Dans son numéro de juillet 2013, le magazine CORSICA consacre sa page 44 à l'énergie sous le titre:

Toujours pas de financement

    pour le gaz

Jusque là, l'information tient la route.

Mais au beau milieu de l'article apparait une étonnante supputation:

"Et il est fort possible que cette centrale "Vazzio 2" soit finalement construite à la place de l'ancienne centrale au fioul lourd, qui devra entre temps être détruite."

On peut se demander où le mensuel CORSICA est allé puiser ses sources?

Car après l'annulation de l'arrêté PIG qui visait à l'implanter à Bastelicaccia, ce n'est pas in situ qu'EDF envisagerait de construire la future centrale à gaz.

C'est tout simplement de l'autre côté de l'ancienne route d'Ajaccio à Sartene, en face de l'actuelle centrale et pour partie sur des terrains lui appartenant déjà.

Ci-dessous, les quatre parcelles qui composeraient l'emprise de la future implantation. 

Plus loin, l'article de CORSICA, révèle en guise de conclusion:

"A moins que cette année, l'hydrolicité réduise la part du thermique dans la consommation d'énergie en Corse."

C'est presque une évidence!

La bonne pluviométrie de l'hiver 2012-2013 aura permis de produire davantage à partir des moyens hydrauliques. Quant à réduire la part du thermique sur toute une année, attendons de finir l'été pour le savoir. Qui sait si le recours effréné à la climatisation sous l'effet des canicules, et son corollaire le recours au thermique, ne contrebalancera pas, dans le bilan annuel, la part de "l'hydrolicité"?

En attendant, passez au correcteur d'aurtaugraffe!

A LUCCIANA  aussi,

 EDF a construit à côté de l'actuelle centrale

 

Merci à notre adhérent G2B pour ces images capturées le 25 juillet 2013 à 13h03. Il s'agit de la centrale thermique EDF de Lucciana, celle qui est toujours alimentée au fioul lourd.

Alors que son arrêt définitif au 31.12.2010, ou son équipement en dépollution étaient prévus par la PPI!

Bien que légèrement surexposées, une fois recontrastées, ces images sont révélatrices de l'existance d'une pollution chronique dont l'oeil humain ne perçoit pas toute la mesure. Pas de plus de mesure du côté de nos poumons, mais du stockage. Et de nous montrer, une fois de plus, qu'il est faux d'affirmer que "toute la pollution va vers la mer".

Que nous disent les capteurs de microparticules du réseau industriel de Qualitair Corse pour cette journée du 25 juillet 2013?
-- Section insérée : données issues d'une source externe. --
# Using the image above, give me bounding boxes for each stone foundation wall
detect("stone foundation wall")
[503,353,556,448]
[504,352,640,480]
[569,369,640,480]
L'examen des données horaires accessibles par le lien http://www.qualitaircorse.org/air-corse/qualite-air.php?menu=19&station=4  nous permet de remarquer pour les microparticules PM 10, que sur la plage de 24 heures, seulement 16 heures de données sont disponibles. Soit seulement 66.66 % de données disponibles.

On peut également constater, sur cette période de 66.66 % de données disponibles:

    que le seuil européen de 25 µg/m3, valeur limite pour la protection de la santé humaine, est dépassé

    que le seuil français de 15 µg/m3, valeur limite pour la protection de la santé humaine, est dépassé

Et de conclure que durant cette journée du 25 juillet 2013, les données disponibles montrent que durant 93,75 % de la période, ces deux seuils ont été dépassés.

Ce qui permet au site d'afficher une valeur moyenne 25 µg/m3. Lien http://www.qualitaircorse.org/air-corse/qualite-air.php?menu=19&station=4

 

AJACCIO:

Peur sur la ville saison 2013!

La procédure de caractérisation des particules commandée par la CAPA devrait permettre de déterminer l'origine des pollutions (autos, bateaux, centrale EDF) qui affectent l'air de la cité impériale.

 Côté bateaux, même si nos clichés montrent une contribution certaine, on est presque rassurés car certains ont obtenu en 2009 un label d'excellence.

 

Le label d'excellence: ça permet de faire ça?

Si vous voulez savoir ce que les capteurs Ajaccien de la qualité de l'air ont mesuré ce jour là: http://www.qualitaircorse.org/air-corse/qualite-air.php?menu=19&polluant=12#

Dommage, il n'y a plus de capteur de soufre à Ajaccio!